Pioneer Physicist Peter Higgs Passes Away at 94

( – Peter Higgs, the pioneer physicist who helped calculate the existence of the “God Particle,” passed away on April 8 at his Edenborough, Scotland, home due to complications from a blood disorder. The Nobel prize-winning researcher rose to international fame after he theorized that certain types of particles called bosons were the cause of the universe’s mass. He was 94 years old when he died.

Higgs first proposed that a particle was responsible for all of physical existence in 1964, but he didn’t begin active research on the elusive element until 2008. He came to his ideas around the same time as two other physicists, François Englert and Robert Brout.

Higgs had to rewrite his paper on the subject due to an initial rejection, which allowed Englert and Brout to publish their research roughly 7 weeks before him. Because the internet had yet to be invented back then, the scientists were unaware of one another’s work.

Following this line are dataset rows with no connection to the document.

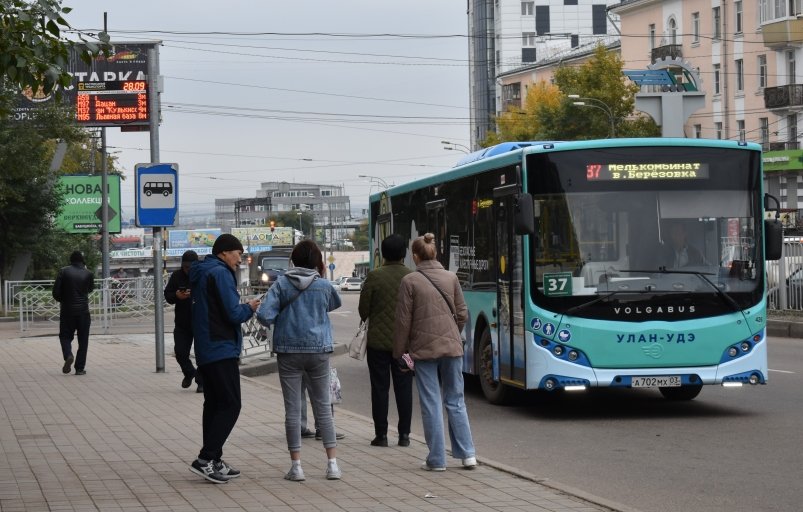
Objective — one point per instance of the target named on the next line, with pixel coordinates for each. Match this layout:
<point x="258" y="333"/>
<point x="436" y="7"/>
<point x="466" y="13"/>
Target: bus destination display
<point x="647" y="171"/>
<point x="112" y="103"/>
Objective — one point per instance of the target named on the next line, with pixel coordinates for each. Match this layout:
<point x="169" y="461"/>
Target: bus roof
<point x="494" y="156"/>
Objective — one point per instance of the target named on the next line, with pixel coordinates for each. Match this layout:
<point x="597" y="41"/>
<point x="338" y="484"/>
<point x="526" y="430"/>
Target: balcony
<point x="783" y="146"/>
<point x="783" y="32"/>
<point x="784" y="96"/>
<point x="672" y="51"/>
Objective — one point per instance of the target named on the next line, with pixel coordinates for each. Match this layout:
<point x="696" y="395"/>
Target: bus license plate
<point x="666" y="381"/>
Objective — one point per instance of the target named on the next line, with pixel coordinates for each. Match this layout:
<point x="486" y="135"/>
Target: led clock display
<point x="112" y="103"/>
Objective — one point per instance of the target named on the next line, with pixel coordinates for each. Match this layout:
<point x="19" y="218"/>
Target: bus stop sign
<point x="157" y="195"/>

For their significant contributions, Higgs and Englert would go on to share the Nobel prize for physics in 2013.

Higgs and Englert both proposed that a special type of boson — one of many different kinds of particles that compose the universe — creates the structural framework for everything we know to exist. Even seemingly empty space contains these particles, which belong to an invisible field that makes physical mass possible.

Physicists at the Large Hadron Collider at Cern in Switzerland proved the theory in 2012, and the particle became known as the Higgs boson.

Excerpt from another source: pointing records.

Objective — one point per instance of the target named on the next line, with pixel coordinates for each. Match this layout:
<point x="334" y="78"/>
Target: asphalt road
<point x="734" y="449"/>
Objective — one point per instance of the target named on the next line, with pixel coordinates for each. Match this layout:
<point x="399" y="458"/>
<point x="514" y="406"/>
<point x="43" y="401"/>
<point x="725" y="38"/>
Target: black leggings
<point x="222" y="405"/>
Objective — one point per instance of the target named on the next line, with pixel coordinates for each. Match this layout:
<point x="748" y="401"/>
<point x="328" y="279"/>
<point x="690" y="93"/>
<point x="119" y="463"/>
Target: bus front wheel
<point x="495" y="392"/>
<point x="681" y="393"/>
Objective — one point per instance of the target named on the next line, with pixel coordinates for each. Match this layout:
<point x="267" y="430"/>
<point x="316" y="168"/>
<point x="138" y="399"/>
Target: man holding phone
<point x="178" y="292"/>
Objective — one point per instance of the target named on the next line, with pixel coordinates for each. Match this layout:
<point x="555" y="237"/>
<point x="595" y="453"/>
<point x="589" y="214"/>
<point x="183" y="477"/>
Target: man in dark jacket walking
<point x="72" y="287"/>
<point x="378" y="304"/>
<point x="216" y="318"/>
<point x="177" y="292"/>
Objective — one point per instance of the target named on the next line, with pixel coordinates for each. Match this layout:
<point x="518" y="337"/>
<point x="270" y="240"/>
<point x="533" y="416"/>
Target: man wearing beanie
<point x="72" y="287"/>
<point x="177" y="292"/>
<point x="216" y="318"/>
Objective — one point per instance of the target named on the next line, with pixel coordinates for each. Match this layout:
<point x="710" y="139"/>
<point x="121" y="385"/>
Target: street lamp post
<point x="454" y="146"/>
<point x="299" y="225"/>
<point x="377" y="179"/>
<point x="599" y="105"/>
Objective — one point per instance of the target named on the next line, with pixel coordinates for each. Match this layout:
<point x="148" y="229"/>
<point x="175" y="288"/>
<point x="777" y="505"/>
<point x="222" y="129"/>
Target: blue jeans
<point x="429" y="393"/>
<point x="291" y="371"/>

The “God Particle” nickname came about when another award-winning physicist, Leon Lederman, wrote a book about the discovery. The author wanted to call the reference piece “The Goddamn Particle,” a nod to the difficulties researchers had in pinpointing the element, but his publisher opted to change the title to “The God Particle.” The decision forever solidified the name, which the media further helped popularize.